A few years later, I hadn’t thought much more about a career but had nearly completed degrees in English literature and human biology. I was driven less by achievement than by trying to understand, in earnest: What makes human life meaningful? I still felt literature provided the best account of the life of the mind, while neuroscience laid down the most elegant rules of the brain. Meaning, while a slippery concept, seemed inextricable from human relationships and moral values. T.S. Eliot’s The Waste Land resonated profoundly, relating meaning-lessness and isolation, and the desperate quest for human connection. I found Eliot’s metaphors leaking into my own language. Other authors resonated as well. Nabokov, for his awareness of how our suffering can make us callous to the obvious suffering of another. Conrad, for his hypertuned sense of how miscommunication between people can so profoundly impact their lives. Literature not only illuminated another’s experience, it provided, I believed, the richest material for moral reflection. My brief forays into the formal ethics of analytic philosophy felt dry as a bone, missing the messiness and weight of real human life.
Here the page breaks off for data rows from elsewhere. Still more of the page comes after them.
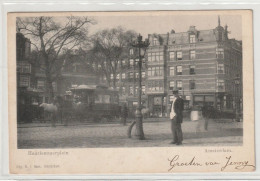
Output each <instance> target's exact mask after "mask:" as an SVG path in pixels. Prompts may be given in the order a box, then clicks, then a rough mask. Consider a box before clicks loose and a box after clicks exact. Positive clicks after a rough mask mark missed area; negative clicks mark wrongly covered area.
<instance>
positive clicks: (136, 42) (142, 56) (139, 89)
mask: <svg viewBox="0 0 260 181" xmlns="http://www.w3.org/2000/svg"><path fill="white" fill-rule="evenodd" d="M132 46H133V47H135V48H138V54H139V61H138V72H139V81H138V106H137V110H136V130H137V136H138V138H139V139H140V140H144V139H145V137H144V131H143V120H142V113H141V110H142V105H141V102H142V76H141V75H142V59H143V58H144V56H145V52H146V49H147V47H148V46H149V42H148V39H145V41H142V36H141V35H140V34H139V36H138V37H137V41H134V42H133V43H132Z"/></svg>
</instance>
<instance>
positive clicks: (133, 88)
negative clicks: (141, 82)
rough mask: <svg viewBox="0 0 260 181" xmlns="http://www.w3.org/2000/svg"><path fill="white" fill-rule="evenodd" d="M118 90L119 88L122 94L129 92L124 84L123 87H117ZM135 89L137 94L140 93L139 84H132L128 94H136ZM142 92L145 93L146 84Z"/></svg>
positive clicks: (142, 86) (142, 88)
mask: <svg viewBox="0 0 260 181" xmlns="http://www.w3.org/2000/svg"><path fill="white" fill-rule="evenodd" d="M117 90H119V91H120V92H121V94H122V95H126V94H127V92H126V88H125V87H124V86H122V87H121V89H120V87H117ZM134 90H135V94H136V95H137V94H138V86H136V87H135V86H132V85H130V86H129V92H128V95H129V96H132V95H134ZM142 94H143V95H144V94H145V85H143V86H142Z"/></svg>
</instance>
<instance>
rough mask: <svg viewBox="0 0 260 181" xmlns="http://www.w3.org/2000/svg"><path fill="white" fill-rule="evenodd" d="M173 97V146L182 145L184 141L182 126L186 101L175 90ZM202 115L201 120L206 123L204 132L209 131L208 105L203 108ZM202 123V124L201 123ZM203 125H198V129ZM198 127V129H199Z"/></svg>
mask: <svg viewBox="0 0 260 181" xmlns="http://www.w3.org/2000/svg"><path fill="white" fill-rule="evenodd" d="M172 93H173V96H174V99H173V101H172V105H171V111H170V119H171V131H172V137H173V140H172V142H171V144H176V145H181V144H182V141H183V133H182V128H181V124H182V121H183V110H184V101H183V99H182V98H181V97H180V96H179V92H178V90H173V92H172ZM201 113H202V115H200V116H199V117H200V119H201V120H202V121H203V122H204V130H205V131H207V130H208V119H209V111H208V107H207V106H206V105H203V106H202V107H201ZM199 123H200V122H199ZM200 126H201V125H200V124H198V127H200ZM198 127H197V129H198Z"/></svg>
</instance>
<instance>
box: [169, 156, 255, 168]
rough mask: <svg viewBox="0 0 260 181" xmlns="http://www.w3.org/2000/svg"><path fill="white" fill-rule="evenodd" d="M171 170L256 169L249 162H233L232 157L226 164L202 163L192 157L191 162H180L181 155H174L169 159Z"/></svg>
mask: <svg viewBox="0 0 260 181" xmlns="http://www.w3.org/2000/svg"><path fill="white" fill-rule="evenodd" d="M168 161H169V165H170V168H169V170H168V171H171V170H173V169H174V168H175V167H191V166H192V167H201V166H214V165H220V166H221V171H224V170H225V169H226V168H227V167H231V166H233V167H234V168H235V169H237V170H242V169H244V168H245V167H254V168H255V166H254V165H251V164H249V161H233V160H232V157H231V156H228V157H226V158H225V160H224V162H223V163H221V162H218V161H206V162H202V161H200V160H199V159H196V157H195V156H194V157H192V159H190V160H189V161H180V156H179V155H174V156H173V157H172V158H169V159H168Z"/></svg>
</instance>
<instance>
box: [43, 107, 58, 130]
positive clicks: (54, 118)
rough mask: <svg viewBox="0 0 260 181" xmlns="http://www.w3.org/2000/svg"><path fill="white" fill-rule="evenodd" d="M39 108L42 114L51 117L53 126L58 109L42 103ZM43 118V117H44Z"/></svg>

大學(xué)生涯中,我對(duì)人生意義進(jìn)行的研究,一直非常學(xué)術(shù),如同僧侶修道。而形成這種意義的,恰恰是人與人之間的關(guān)系,我想要去建立和加強(qiáng)這種關(guān)系,就和我的研究方式發(fā)生了沖突。如果說(shuō)沒(méi)有自省的人生不值得過(guò),那么沒(méi)有真正活過(guò)的人生還值得自省嗎?大二的暑假快到了,我申請(qǐng)了兩份工作:一個(gè)是在科學(xué)氛圍濃厚的亞特蘭大國(guó)家靈長(zhǎng)類(lèi)研究中心做實(shí)習(xí)研究員;一個(gè)是在塞拉高山營(yíng)廚房打下手。塞拉高山營(yíng)是一個(gè)斯坦福校友的家庭度假營(yíng)地,在原始高山湖落葉湖的岸邊,緊臨埃爾多拉多國(guó)家森林公園的荒蕪原野保護(hù)區(qū),可以飽覽荒涼空曠之美。關(guān)于這個(gè)營(yíng)地,有很多文學(xué)描寫(xiě),看上去我會(huì)度過(guò)一生中最棒的暑假。說(shuō)實(shí)話,申請(qǐng)成功的時(shí)候,我真是受寵若驚。不過(guò),我又了解到,獼猴已經(jīng)有了初級(jí)的文化形式,這讓我十分想去靈長(zhǎng)類(lèi)研究中心一探生命意義的自然起源。換句話說(shuō),我要么去研究生命的意義,要么就去親自經(jīng)歷和體驗(yàn)生命的意義。
Throughout college, my monastic, scholarly study of human meaning would conflict with my urge to forge and strengthen the human relationships that formed that meaning. If the unexamined life was not worth living, was the unlived life worth examining? Heading into my sophomore summer, I applied for two jobs: as an intern at the highly scientific Yerkes Primate Research Center, in Atlanta, and as a prep chef at Sierra Camp, a family vacation spot for Stanford alumni on the pristine shores of Fallen Leaf Lake, abutting the stark beauty of Desolation Wilderness in Eldorado National Forest. The camp’s literature promised, simply, the best summer of your life. I was surprised and flattered to be accepted. Yet I had just learned that macaques had a rudimentary form of culture, and I was eager to go to Yerkes and see what could be the natural origin of meaning itself. In other words, I could either study meaning or I could experience it.